Six months later, and some conservatives are still freaking out about gay marriage in New York—first, state clerks who opposed the move jumped ship, and now, an upstate judge has ruled that a lawsuit seeking to overturn the marriage equality law can proceed.

The gist of the lawsuit, filed by conservative group New Yorkers For Constitutional Freedoms (you may recall them rushing to the defense of another state clerk who refused to marry same-sex couples), is that Governor Cuomo and the Republican majority in the State Senate were sketchy in the days leading up to the passage of the law.

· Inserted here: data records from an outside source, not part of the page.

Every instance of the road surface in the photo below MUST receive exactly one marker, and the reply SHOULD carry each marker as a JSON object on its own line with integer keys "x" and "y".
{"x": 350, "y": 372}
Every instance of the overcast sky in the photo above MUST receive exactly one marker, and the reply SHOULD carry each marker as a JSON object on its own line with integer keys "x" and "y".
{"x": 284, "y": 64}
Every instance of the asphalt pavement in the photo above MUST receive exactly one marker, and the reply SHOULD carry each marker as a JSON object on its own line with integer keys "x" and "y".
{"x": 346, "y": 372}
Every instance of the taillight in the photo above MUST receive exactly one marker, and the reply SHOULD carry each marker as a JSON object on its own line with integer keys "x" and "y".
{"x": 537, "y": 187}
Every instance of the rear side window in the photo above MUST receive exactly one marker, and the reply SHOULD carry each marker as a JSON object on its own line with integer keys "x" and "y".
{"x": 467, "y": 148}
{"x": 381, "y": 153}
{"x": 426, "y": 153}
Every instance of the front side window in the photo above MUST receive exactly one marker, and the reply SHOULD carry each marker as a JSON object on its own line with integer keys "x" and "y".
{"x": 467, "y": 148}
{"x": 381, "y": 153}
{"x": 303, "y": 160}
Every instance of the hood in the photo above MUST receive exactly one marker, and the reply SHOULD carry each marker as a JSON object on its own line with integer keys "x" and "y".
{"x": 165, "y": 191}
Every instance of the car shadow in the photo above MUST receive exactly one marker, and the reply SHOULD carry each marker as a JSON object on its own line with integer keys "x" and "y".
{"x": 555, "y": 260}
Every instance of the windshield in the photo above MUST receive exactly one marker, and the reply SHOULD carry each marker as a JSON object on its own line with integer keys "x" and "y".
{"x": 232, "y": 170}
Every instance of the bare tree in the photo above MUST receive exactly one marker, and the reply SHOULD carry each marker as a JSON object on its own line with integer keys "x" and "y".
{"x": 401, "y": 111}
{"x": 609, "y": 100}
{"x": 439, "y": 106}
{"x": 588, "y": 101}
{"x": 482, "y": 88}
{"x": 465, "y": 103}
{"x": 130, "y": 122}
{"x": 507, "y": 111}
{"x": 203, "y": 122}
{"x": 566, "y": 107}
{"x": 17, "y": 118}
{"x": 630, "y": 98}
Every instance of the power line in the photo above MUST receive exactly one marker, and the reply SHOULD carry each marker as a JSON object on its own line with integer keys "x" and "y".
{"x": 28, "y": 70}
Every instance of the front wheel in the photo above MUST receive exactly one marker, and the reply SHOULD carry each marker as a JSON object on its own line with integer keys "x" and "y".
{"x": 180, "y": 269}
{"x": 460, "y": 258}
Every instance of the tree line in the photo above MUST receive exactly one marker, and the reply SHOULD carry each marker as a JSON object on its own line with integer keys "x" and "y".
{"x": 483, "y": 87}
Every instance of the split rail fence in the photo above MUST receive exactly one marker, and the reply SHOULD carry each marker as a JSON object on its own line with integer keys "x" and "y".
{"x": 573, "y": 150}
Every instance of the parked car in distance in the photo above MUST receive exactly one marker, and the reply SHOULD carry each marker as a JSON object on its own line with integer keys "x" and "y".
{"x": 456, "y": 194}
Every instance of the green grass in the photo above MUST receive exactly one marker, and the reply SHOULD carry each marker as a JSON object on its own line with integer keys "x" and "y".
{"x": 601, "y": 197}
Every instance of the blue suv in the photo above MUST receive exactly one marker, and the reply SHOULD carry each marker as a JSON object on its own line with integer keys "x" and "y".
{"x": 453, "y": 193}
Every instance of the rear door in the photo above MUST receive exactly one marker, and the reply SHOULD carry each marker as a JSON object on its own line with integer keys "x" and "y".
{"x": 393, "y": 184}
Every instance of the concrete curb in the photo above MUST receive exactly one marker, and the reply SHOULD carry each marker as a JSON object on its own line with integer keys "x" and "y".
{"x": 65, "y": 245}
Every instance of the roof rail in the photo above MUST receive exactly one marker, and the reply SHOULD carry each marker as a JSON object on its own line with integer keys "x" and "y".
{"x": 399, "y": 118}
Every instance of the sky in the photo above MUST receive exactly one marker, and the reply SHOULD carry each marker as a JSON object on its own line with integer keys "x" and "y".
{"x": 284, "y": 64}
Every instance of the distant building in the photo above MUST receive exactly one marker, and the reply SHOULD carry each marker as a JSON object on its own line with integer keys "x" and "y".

Specifically, it alleges that some officials "held meetings in violation of the state’s Open Meetings Laws, financial support was promised to win Republican votes, the bill bypassed senate committees, and the governor unjustifiably issued a message of necessity to expedite the vote and avoid the normal three-day waiting period for a bill." It's a nice little legal work-around to talk around the fact that these people think gay marriage is wrong.

Acting Justice Robert B. Wiggins of State Supreme Court in Livingston County, in the Finger Lakes region, declared that there was enough evidence that the "open meeting laws" had been violated to proceed with the suit. “It is ironic that much of the state’s brief passionately spews sanctimonious verbiage on the separation of powers in the governmental branches,” Justice Wiggins wrote, “and clear arm-twisting by the Executive on the Legislative permeates this entire process.” Harsh words, but same-sex marriage advocates were unfazed: “Some extremist groups are making a desperate attempt to stop the rocket ship of equality with a few feathers in the wind,” Ross D. Levi, the executive director of the Empire State Pride Agenda, told the Times. “But we are confident they will not succeed.”